Los viriones de la gripe suelen ser esféricos y tienen un diámetro de 100 nm (80 a 120 nm), aproximadamente, aunque pueden manifestar una gran variación en su tamaño (fig. 39-1).

Los genomas de RNA monocatenario de polaridad negativa de los virus de la gripe A y B ocurren en ocho segmentos separados; los virus de la gripe C contienen siete segmentos de RNA y carecen de un gen de la neuraminidasa. Se conocen asignaciones de tamaños y de codificación de proteínas para todos los segmentos (cuadro 39-2). La mayor parte de los segmentos codifica una sola proteína. Se conoce la secuencia de nucleótidos completa de muchos virus de la influenza. Los primeros 12 a 13 nucleótidos en cada extremo de todo segmento genómico se conservan en la totalidad de los ocho segmentos de RNA; estas secuencias tienen importancia en la transcripción viral.

Los virus de la gripe contienen nueve proteínas estructurales diferentes. La nucleoproteína (NP, nucleoprotein) se asocia al RNA viral para formar una estructura de ribonucleoproteína (RNP) de 9 nm de diámetro que asume una configuración helicoidal y forma la nucleocápside viral. Tres proteínas de gran tamaño (PB1, PB2 y PA) se unen al RNP viral e intervienen en la transcripción y replicación del RNA. La proteína de la matriz (M₁) que forma una capa por debajo de la envoltura lipídica del virus es importante en la morfogénesis de la partícula y es un componente principal del virión (~40% de la proteína viral).

Una envoltura lipídica derivada de la célula rodea a la partícula viral. Dos glucoproteínas codificadas por el virus, la hemaglutinina (HA, hemagglutinin) y neuraminidasa (NA, neuraminidase), se insertan en la envoltura y están expuestas como espigas de unos 10 nm de longitud en la superficie de la partícula. Estas dos glucoproteínas de la superficie son antígenos importantes que determinan la variación antigénica de los virus de la gripe y la inmunidad del hospedador.
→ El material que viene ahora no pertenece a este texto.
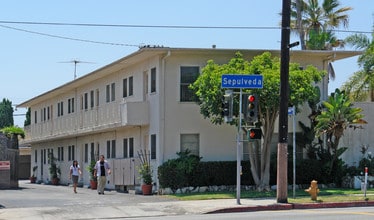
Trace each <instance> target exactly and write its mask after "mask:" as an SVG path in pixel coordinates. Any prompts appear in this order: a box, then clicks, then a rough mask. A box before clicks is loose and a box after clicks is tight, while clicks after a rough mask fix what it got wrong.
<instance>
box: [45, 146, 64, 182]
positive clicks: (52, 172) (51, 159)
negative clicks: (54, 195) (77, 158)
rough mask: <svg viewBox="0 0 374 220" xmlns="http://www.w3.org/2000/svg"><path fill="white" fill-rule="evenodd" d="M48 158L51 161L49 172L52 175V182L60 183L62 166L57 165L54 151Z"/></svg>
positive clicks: (51, 153) (51, 180) (48, 155)
mask: <svg viewBox="0 0 374 220" xmlns="http://www.w3.org/2000/svg"><path fill="white" fill-rule="evenodd" d="M48 159H49V161H50V166H49V174H50V177H51V181H52V184H53V185H58V183H59V182H60V175H61V170H60V167H58V166H57V163H56V160H57V159H56V158H55V157H54V156H53V154H52V153H50V154H49V155H48Z"/></svg>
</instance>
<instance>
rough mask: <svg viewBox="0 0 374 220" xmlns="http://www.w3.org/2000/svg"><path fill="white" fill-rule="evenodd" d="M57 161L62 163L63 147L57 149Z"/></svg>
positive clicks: (63, 160) (63, 148)
mask: <svg viewBox="0 0 374 220" xmlns="http://www.w3.org/2000/svg"><path fill="white" fill-rule="evenodd" d="M57 160H58V161H64V147H58V148H57Z"/></svg>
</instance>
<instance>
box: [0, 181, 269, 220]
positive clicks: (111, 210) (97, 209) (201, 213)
mask: <svg viewBox="0 0 374 220" xmlns="http://www.w3.org/2000/svg"><path fill="white" fill-rule="evenodd" d="M19 186H20V188H19V189H9V190H0V220H3V219H23V220H24V219H25V220H28V219H113V218H130V217H149V216H172V215H186V214H203V213H209V212H214V211H216V210H219V209H226V208H234V207H238V206H240V205H237V204H236V200H235V199H224V200H208V201H179V200H174V199H170V198H167V197H165V196H160V195H152V196H143V195H137V194H132V193H122V192H117V191H105V195H98V194H97V192H96V190H91V189H87V188H77V193H76V194H75V193H74V192H73V188H72V187H71V186H61V185H60V186H53V185H41V184H31V183H29V181H28V180H25V181H20V184H19ZM242 202H243V205H246V206H248V205H250V206H251V205H252V206H253V205H264V206H266V205H269V204H274V203H275V201H274V199H269V200H242Z"/></svg>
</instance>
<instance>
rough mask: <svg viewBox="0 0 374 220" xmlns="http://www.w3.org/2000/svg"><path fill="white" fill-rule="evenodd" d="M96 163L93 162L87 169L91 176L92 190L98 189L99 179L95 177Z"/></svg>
mask: <svg viewBox="0 0 374 220" xmlns="http://www.w3.org/2000/svg"><path fill="white" fill-rule="evenodd" d="M95 165H96V161H95V160H91V163H90V164H89V165H88V166H87V167H86V170H87V171H88V173H89V175H90V187H91V189H97V177H96V176H94V170H95Z"/></svg>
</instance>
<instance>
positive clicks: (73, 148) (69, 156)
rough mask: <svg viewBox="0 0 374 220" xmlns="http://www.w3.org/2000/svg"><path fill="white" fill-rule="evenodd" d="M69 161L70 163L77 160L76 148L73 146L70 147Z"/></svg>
mask: <svg viewBox="0 0 374 220" xmlns="http://www.w3.org/2000/svg"><path fill="white" fill-rule="evenodd" d="M68 159H69V161H72V160H75V146H74V145H71V146H69V147H68Z"/></svg>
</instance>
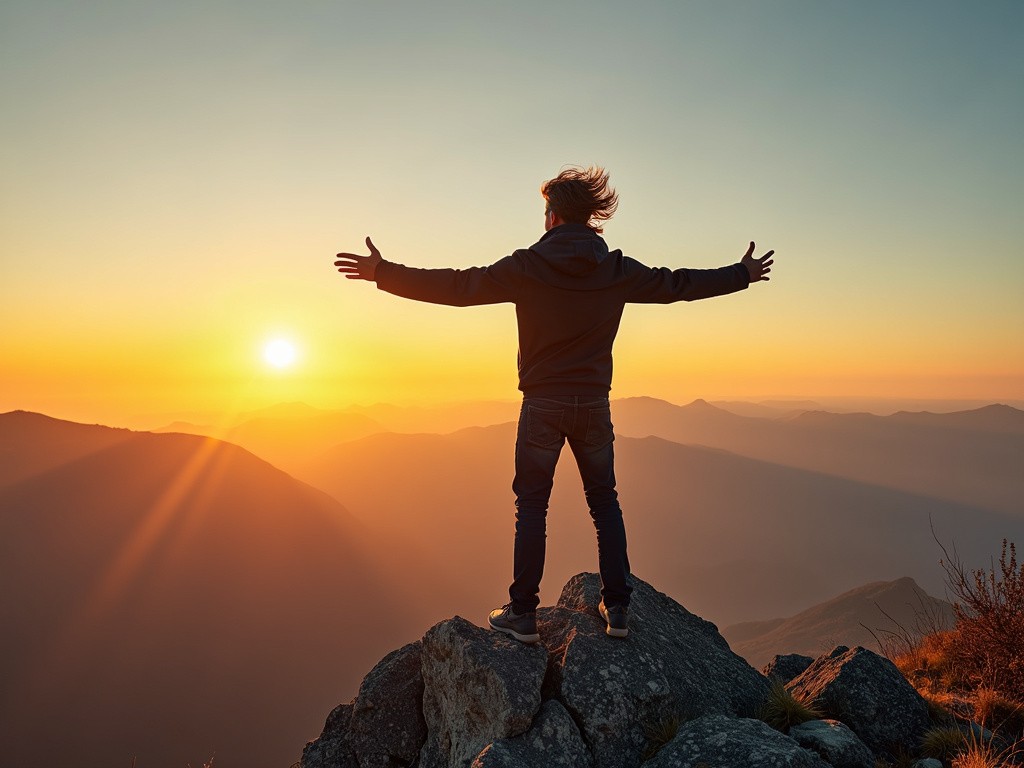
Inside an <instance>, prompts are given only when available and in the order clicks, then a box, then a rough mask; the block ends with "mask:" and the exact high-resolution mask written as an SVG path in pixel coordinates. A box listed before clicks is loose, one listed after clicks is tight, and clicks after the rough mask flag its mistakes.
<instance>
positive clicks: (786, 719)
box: [758, 680, 822, 733]
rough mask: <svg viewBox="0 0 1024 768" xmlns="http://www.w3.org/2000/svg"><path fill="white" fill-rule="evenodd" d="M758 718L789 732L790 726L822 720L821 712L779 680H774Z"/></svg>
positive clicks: (761, 707) (769, 690)
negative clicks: (810, 705) (812, 720)
mask: <svg viewBox="0 0 1024 768" xmlns="http://www.w3.org/2000/svg"><path fill="white" fill-rule="evenodd" d="M758 718H759V719H760V720H762V721H764V722H765V723H767V724H768V725H770V726H771V727H772V728H774V729H775V730H777V731H781V732H782V733H788V732H790V728H792V727H793V726H795V725H800V724H801V723H806V722H808V721H809V720H820V719H821V718H822V714H821V712H819V711H818V710H816V709H814V708H813V707H811V706H809V705H806V703H804V702H803V701H800V700H799V699H797V698H796V697H795V696H794V695H793V694H792V693H791V692H790V691H788V690H786V688H785V685H783V684H782V682H781V681H779V680H772V683H771V690H769V692H768V699H767V700H766V701H765V702H764V705H763V706H762V707H761V711H760V712H759V713H758Z"/></svg>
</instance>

La HA representa alrededor del 25% de la proteína viral y la NA casi 5%. La proteína del canal iónico de M₂ y la del NS₂ también están presentes en la envoltura pero sólo algunas copias por partícula.

Dado el carácter segmentado del genoma, cuando una célula se infecta simultáneamente con dos virus diferentes en un determinado tipo, mezclas de segmentos del gen progenitor pueden ensamblarse en viriones de la progenie. Este fenómeno, denominado reensamble genético, puede producir cambios súbitos en los antígenos de la superficie viral, una propiedad que explica las características epidemiológicas de la gripe y plantea importantes dificultades para el desarrollo de las vacunas.

Los virus de la gripe son relativamente resistentes in vitro y pueden almacenarse a una temperatura de 0 a 4°C durante semanas sin que pierdan su viabilidad. Los disolventes de lípidos, los desnaturalizantes de proteínas, el formaldehído y la radiación destruyen la infecciosidad. Tanto la infecciosidad como la hemaglutinación son más resistentes a la inactivación a un pH alcalino que a un pH ácido.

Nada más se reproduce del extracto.